Always awesome: double feature night. Even when I have to drive to different theaters to accomplish it, because I’ve waited until the end of a run and am completely behind the curve of everyone else seeing the same movie and having their opinions entrenched well before I thought of planning a night out, much less presenting an otherwise stunningly coherent and insightful review of said film. Luckily, I do that with books all the time and am used to the feeling.
First, I saw The Prestige. The prestige is the part of a magician’s trick where the magic occurs. (I assume that is an actual real term, even though I’ve never heard Gob refer to it.) Reasonably, then, the movie is about the rivalry between two turn-of-the-century magicians; subtly in the background, it’s also about the rivalry between two non-fictional magicians from the same period, Thomas Edison and Nikola Tesla. I have a feeling that the book on which the movie is based renders that second rivalry completely awesome. But it’s about a lot more than that. Revenge, chases, escapes, true love, miracles… all this, and it’s not a kissing book.

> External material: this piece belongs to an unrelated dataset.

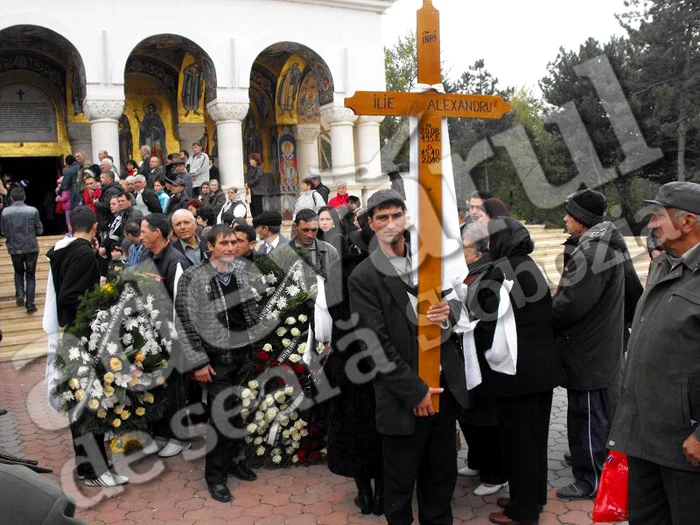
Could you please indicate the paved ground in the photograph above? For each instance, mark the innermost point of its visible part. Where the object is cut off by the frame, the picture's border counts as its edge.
(173, 491)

Okay, but seriously. There are solid doses of the nature of identity (which I’m beginning to believe is requisite in all fantasy/science fiction, and possibly in all fiction, full stop), obsessions, mad (but usually legitimate) science, and a non-stop series of… well, twists isn’t exactly right, because there’s not really a moment where everything changes and your understanding of the movie clicks into place and makes it a completely new movie, like twist endings usually imply, but there definitely is a non-stop series of dramatic reveals and escalations. My especial favorite theme is on the topic of whether obsession trumps identity, and the consequences of either choice.
Spoilers below the cut! For the remainder, this has made me really interested in a good biography of Tesla, and I welcome any and all discussion about the movie, because of the greatness of it. Well, I mean, it was pretty great, but the greatness I’m referring to is how discussable it is.
I worked out the two big reveals at least a little bit before I was supposed to, I think. And I’m not really convinced that Cutter was involved in the final outcome of the feud on either side, although I’ve seen internet speculation in that direction. But the final scene has me mystified. I believe I was supposed to ascribe some real significance to yet another Angier copy in yet another tank of water as Borden walked out of the burning building. I could not come up with anything, though. 1) He was dead anyway, right? 2) Why would Angiers have had two or more of those trap water tanks in the first place? (I assume he used the same one every night to kill the extraneous copy, and was more or less just waiting for the day when Borden would show up and step into the trap. Superb trap, too. I am still a little in awe of the resolve that must have taken.) 3) Am I supposed to believe that he made a new copy of himself after everything had run its course? What would the purpose have been, if so?